Что ни день, Мичи пополнял сокровищницу своих наблюдений примерами искренности и теплоты душевной, проявлениями случайной, неожиданной в простеце мудрости; радовался, услышав здравое суждение, наблюдая верный подход к жизни, столкнувшись с истинной зрелостью или, хотя бы, даже и просто хорошим вкусом. Обсуждать без особой нужды свои находки он не стремился теперь, приберегая их для себя - вместо того, чтобы смущать разговорами пассажиров, едва ли готовых к действительно откровенным беседам с такке. Позволял себе разве что согласиться - верно, мол, хорошо сказано - да подметить порою, вслух, что-то вовсе уж очевидное, хотя и особенное. Славная у тебя накидка - говорил он, бывало, кому-то, явно приложившему немало труда, дабы хорошенько принарядиться. Вот же ручищи-то, а? - замечал, обращаясь к бывалому моряку, в тяжелой борьбе со стихиями закалившему и укрепившему свое тело так, что мышцы бугрились, перекатываясь под загорелой, дубленой кожей. Наградой ему становились порой поистине замечательные истории - подыграть человеческому самолюбию было делом простым и весьма полезным. Чаще, однако, обстоятельства не предполагали его участия, не оставляли подходящего места меткому замечанию: тогда Мичи осторожно себе приглядывался, по видимости занятый собственным делом; пытался составить о своем спутнике впечатление, представлял себе его жизнь - а если не мог представить, тут же запросто и выдумывал.
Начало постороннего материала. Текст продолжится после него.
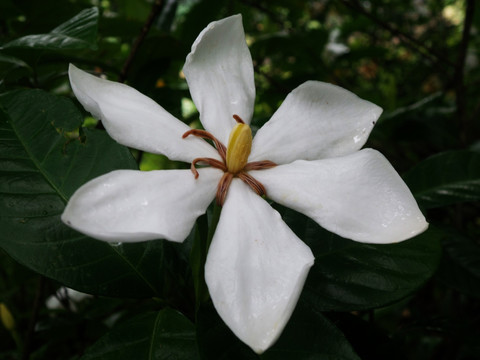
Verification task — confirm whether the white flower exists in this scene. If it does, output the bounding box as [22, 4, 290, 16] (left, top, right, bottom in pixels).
[62, 15, 427, 353]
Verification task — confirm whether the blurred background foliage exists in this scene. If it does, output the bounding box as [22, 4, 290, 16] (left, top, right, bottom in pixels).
[0, 0, 480, 360]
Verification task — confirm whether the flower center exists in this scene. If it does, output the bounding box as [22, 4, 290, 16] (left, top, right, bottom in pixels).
[182, 115, 277, 206]
[226, 123, 252, 174]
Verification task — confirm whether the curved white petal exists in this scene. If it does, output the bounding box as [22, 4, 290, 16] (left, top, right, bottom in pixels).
[249, 81, 382, 164]
[183, 15, 255, 145]
[68, 64, 220, 162]
[62, 168, 222, 242]
[205, 179, 314, 353]
[250, 149, 428, 243]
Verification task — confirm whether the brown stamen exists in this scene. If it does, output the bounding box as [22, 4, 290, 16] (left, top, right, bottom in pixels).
[233, 114, 245, 124]
[216, 172, 233, 206]
[237, 172, 267, 196]
[182, 129, 227, 161]
[190, 158, 227, 179]
[243, 160, 277, 171]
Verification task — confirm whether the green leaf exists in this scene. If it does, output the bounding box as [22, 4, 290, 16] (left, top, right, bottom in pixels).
[0, 54, 31, 70]
[0, 90, 178, 297]
[81, 309, 198, 360]
[283, 210, 442, 311]
[2, 7, 98, 50]
[404, 150, 480, 208]
[438, 231, 480, 297]
[197, 303, 359, 360]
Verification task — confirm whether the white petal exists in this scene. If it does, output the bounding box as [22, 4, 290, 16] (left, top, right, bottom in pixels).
[62, 168, 222, 242]
[205, 179, 314, 353]
[250, 149, 428, 243]
[249, 81, 382, 164]
[68, 64, 220, 162]
[183, 15, 255, 145]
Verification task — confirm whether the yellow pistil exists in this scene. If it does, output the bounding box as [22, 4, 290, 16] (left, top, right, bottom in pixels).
[182, 114, 277, 206]
[226, 123, 252, 174]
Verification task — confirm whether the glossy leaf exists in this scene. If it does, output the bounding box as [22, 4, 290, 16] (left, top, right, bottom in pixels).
[81, 309, 198, 360]
[439, 231, 480, 298]
[3, 7, 98, 50]
[0, 90, 174, 297]
[283, 210, 441, 311]
[197, 303, 359, 360]
[404, 150, 480, 208]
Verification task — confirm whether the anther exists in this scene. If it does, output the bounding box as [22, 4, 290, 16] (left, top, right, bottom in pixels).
[233, 114, 245, 124]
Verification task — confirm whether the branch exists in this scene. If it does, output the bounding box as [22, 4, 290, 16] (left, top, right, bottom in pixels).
[342, 0, 455, 67]
[118, 0, 163, 83]
[453, 0, 475, 145]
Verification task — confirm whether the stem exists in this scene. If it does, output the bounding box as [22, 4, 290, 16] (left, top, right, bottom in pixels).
[342, 0, 455, 67]
[118, 0, 163, 82]
[454, 0, 475, 145]
[21, 275, 45, 360]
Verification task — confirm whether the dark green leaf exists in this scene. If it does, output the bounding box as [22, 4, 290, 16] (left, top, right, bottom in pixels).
[283, 205, 441, 311]
[197, 303, 359, 360]
[0, 90, 174, 297]
[3, 7, 98, 50]
[81, 309, 198, 360]
[438, 231, 480, 297]
[405, 150, 480, 208]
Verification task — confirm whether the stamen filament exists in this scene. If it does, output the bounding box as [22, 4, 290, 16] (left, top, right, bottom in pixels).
[243, 160, 277, 171]
[182, 129, 227, 161]
[190, 158, 227, 179]
[216, 172, 233, 206]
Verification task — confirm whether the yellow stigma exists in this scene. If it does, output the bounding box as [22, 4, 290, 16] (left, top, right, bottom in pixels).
[227, 124, 252, 174]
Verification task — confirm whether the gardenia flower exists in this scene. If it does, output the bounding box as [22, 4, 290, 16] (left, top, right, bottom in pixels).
[62, 15, 427, 353]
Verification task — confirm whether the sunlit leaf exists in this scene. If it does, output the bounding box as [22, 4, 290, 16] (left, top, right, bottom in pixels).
[0, 90, 175, 297]
[2, 7, 98, 50]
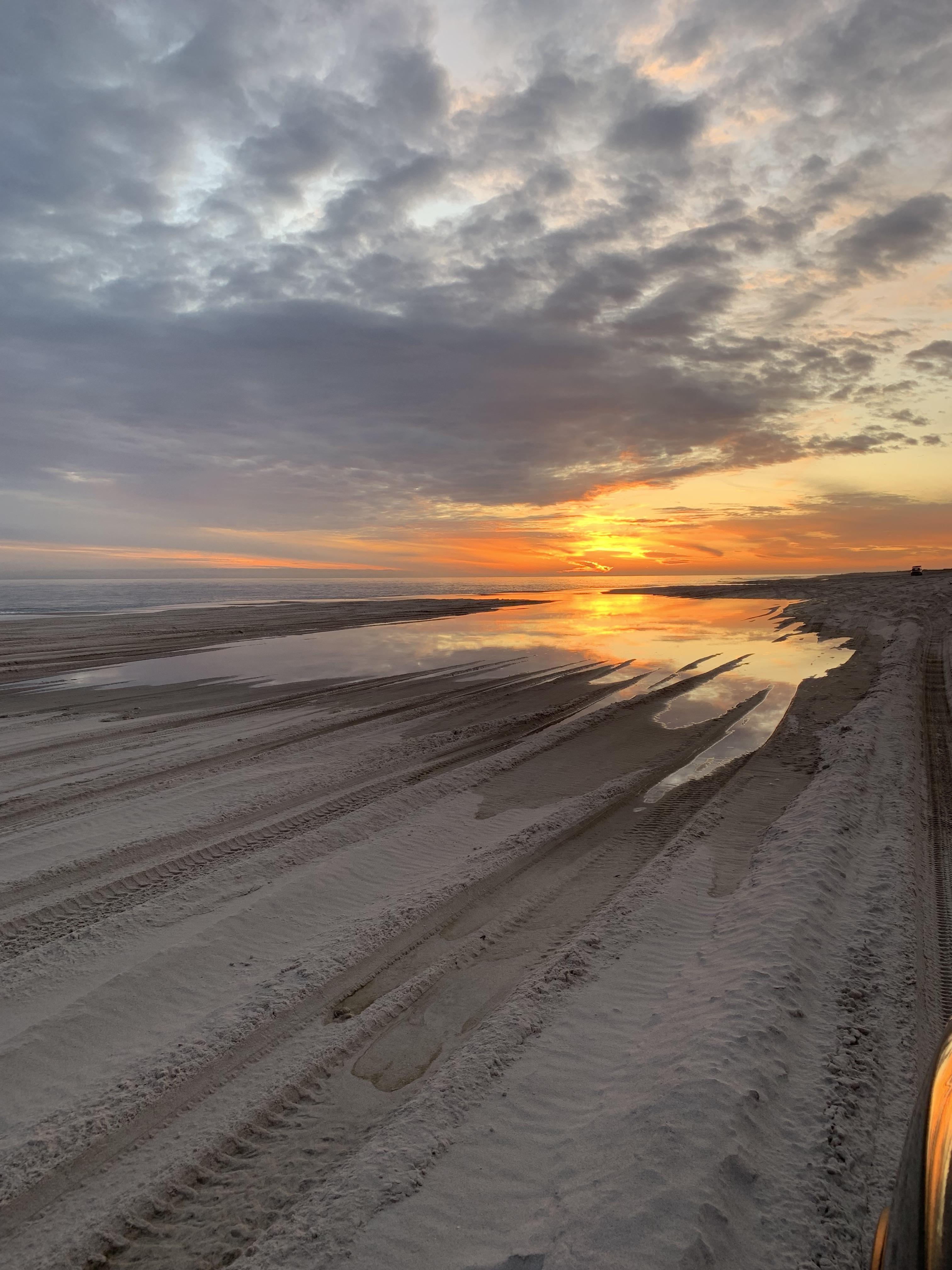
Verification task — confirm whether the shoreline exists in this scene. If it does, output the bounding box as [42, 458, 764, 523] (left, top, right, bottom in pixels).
[0, 571, 952, 1270]
[0, 598, 548, 686]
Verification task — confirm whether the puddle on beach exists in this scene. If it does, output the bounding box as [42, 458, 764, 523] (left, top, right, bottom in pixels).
[22, 591, 850, 796]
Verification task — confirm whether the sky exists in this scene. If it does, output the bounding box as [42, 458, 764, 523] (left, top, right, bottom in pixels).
[0, 0, 952, 577]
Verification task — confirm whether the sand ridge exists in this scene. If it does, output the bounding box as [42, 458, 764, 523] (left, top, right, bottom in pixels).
[0, 574, 952, 1270]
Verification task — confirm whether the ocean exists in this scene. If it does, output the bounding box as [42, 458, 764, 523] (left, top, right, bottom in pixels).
[0, 574, 822, 619]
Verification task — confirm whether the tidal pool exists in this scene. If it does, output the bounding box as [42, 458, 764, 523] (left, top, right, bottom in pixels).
[26, 591, 850, 796]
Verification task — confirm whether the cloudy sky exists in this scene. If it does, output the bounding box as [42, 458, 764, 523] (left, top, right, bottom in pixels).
[0, 0, 952, 574]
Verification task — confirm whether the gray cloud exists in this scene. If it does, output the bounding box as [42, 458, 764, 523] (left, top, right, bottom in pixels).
[834, 193, 952, 277]
[0, 0, 952, 532]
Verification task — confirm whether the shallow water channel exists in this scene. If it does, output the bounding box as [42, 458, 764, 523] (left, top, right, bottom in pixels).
[46, 589, 850, 796]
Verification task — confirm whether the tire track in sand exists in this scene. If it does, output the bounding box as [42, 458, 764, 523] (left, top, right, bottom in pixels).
[923, 636, 952, 1019]
[0, 668, 637, 959]
[0, 693, 762, 1264]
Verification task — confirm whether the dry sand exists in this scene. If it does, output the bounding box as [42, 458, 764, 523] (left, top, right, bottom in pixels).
[0, 573, 952, 1270]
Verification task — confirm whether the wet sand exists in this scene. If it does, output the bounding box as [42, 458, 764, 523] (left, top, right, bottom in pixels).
[0, 598, 545, 683]
[0, 573, 952, 1270]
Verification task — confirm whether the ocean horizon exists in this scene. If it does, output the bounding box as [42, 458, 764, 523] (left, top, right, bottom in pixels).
[0, 573, 838, 619]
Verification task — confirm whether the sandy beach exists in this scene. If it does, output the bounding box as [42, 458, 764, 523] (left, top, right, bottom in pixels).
[0, 570, 952, 1270]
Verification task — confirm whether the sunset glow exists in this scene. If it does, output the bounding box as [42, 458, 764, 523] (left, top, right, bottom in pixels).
[0, 0, 952, 577]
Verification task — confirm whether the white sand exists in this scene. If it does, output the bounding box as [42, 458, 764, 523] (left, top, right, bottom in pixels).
[0, 574, 952, 1270]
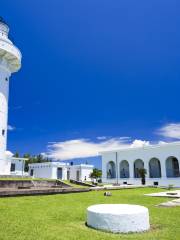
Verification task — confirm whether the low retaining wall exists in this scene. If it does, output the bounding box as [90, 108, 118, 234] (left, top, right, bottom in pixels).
[0, 188, 90, 197]
[0, 180, 71, 189]
[70, 179, 96, 187]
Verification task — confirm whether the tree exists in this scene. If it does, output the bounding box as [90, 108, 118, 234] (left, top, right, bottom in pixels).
[90, 168, 102, 180]
[138, 168, 147, 185]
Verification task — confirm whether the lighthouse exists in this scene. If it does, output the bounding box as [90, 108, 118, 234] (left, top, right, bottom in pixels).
[0, 17, 21, 175]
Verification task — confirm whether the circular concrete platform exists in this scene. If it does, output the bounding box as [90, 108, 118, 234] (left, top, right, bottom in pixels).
[87, 204, 150, 233]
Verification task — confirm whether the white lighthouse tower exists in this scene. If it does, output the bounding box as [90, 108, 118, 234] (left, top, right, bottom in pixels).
[0, 18, 21, 175]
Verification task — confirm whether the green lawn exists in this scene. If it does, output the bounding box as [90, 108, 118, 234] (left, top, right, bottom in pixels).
[0, 188, 180, 240]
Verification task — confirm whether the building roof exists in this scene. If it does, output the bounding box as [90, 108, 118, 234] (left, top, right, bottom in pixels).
[99, 142, 180, 155]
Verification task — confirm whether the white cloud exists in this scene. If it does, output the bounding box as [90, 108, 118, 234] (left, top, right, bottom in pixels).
[7, 125, 16, 131]
[130, 139, 150, 148]
[156, 123, 180, 139]
[43, 137, 149, 160]
[97, 136, 107, 140]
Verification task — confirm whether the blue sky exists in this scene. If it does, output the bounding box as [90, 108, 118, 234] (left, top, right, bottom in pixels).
[0, 0, 180, 169]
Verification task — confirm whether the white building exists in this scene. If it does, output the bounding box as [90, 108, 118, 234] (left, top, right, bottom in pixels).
[0, 18, 21, 175]
[101, 142, 180, 187]
[5, 151, 28, 176]
[29, 162, 94, 181]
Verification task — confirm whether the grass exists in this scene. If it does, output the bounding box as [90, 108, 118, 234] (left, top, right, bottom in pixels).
[0, 188, 180, 240]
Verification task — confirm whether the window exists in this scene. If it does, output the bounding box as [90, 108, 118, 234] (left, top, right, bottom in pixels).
[11, 163, 16, 172]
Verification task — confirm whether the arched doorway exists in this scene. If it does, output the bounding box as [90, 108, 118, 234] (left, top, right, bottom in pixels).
[120, 160, 129, 178]
[166, 157, 180, 177]
[149, 158, 161, 178]
[107, 161, 116, 178]
[134, 159, 144, 178]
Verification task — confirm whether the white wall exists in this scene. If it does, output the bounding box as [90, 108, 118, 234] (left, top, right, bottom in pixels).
[101, 143, 180, 187]
[0, 22, 21, 175]
[29, 162, 93, 181]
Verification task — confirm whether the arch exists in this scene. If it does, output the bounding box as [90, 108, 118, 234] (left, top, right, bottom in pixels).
[166, 156, 180, 177]
[107, 161, 116, 178]
[149, 158, 161, 178]
[134, 159, 144, 178]
[120, 160, 129, 178]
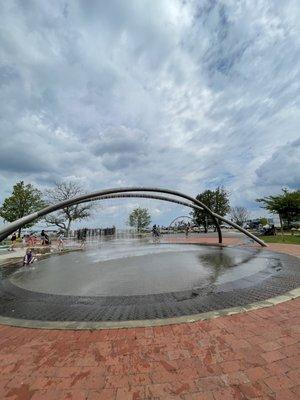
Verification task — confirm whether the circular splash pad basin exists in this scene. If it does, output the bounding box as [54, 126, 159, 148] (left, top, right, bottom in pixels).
[0, 240, 300, 322]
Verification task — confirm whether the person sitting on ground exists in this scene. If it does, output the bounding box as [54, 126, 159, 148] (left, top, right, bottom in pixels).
[41, 229, 50, 246]
[23, 249, 37, 266]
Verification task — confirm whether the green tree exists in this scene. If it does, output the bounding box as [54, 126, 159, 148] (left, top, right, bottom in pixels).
[230, 206, 249, 226]
[44, 181, 92, 236]
[256, 189, 300, 232]
[128, 207, 151, 232]
[0, 181, 44, 237]
[192, 187, 230, 233]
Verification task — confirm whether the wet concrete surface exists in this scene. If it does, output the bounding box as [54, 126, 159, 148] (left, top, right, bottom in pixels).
[10, 241, 272, 296]
[0, 240, 300, 321]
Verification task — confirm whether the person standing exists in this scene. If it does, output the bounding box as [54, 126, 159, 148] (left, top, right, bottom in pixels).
[9, 232, 17, 251]
[41, 229, 46, 246]
[23, 249, 37, 267]
[58, 233, 64, 251]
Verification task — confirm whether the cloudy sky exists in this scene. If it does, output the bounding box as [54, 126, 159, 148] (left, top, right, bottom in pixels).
[0, 0, 300, 224]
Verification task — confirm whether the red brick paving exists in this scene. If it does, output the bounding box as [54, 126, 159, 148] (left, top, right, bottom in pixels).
[0, 245, 300, 400]
[0, 299, 300, 400]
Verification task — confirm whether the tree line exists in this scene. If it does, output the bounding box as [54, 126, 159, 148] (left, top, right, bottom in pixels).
[0, 181, 300, 236]
[0, 181, 92, 237]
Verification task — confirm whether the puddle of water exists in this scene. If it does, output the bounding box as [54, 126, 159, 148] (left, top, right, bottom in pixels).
[10, 240, 272, 296]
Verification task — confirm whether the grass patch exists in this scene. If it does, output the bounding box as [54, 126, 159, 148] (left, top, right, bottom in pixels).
[259, 234, 300, 244]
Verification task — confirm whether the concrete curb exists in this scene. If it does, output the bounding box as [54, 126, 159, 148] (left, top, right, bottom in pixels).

Особое удовольствие доставляло ему наблюдать за влюбленными парочками: тем, обычно, не было до такке ни малейшего дела, так что можно было свободно бросить и взгляд-другой. Настоящее чувство Мичи буквально чувствовал кожей: между людьми, всерьез увлеченными друг другом, происходило нечто особенное, вовсе не похожее на обыкновенную встречу похоти и расчета. За тех, кому выпало испытать счастье глубокой связи и подлинной близости, Мичи молча радовался - и всякий раз желал им, мысленно, всего наилучшего. Сколь бы редкой ни была сама по себе вспышка чувства, что сплавляет отдельных прежде людей в единое целое, окружает их собственный, один-на-двоих мир стеною словно бы легкой, прозрачной дымки - сложнее всего было сохранить это чувство, пронести его сквозь время и обстоятельства, не позволить ему потерять остроту, истрепаться, сойти на нет в череде повседневных дел. Потому драгоценнейшими среди собственных наблюдений полагал Мичи те, что связаны были с людьми пожилыми: пару стариков, не утративших былой нежности, не растерявших на долгом своем пути первоначальных чувств, встретить ему выпадало редко - и всякий раз подобная встреча наполняла его неизбывной радостью, торжеством даже. Все-таки можно - думал он, наблюдая примеры тех, что сумели не растратить своей близости, сохранили, не позволяли ее источнику иссякнуть и пересохнуть - у кого-то ведь получается!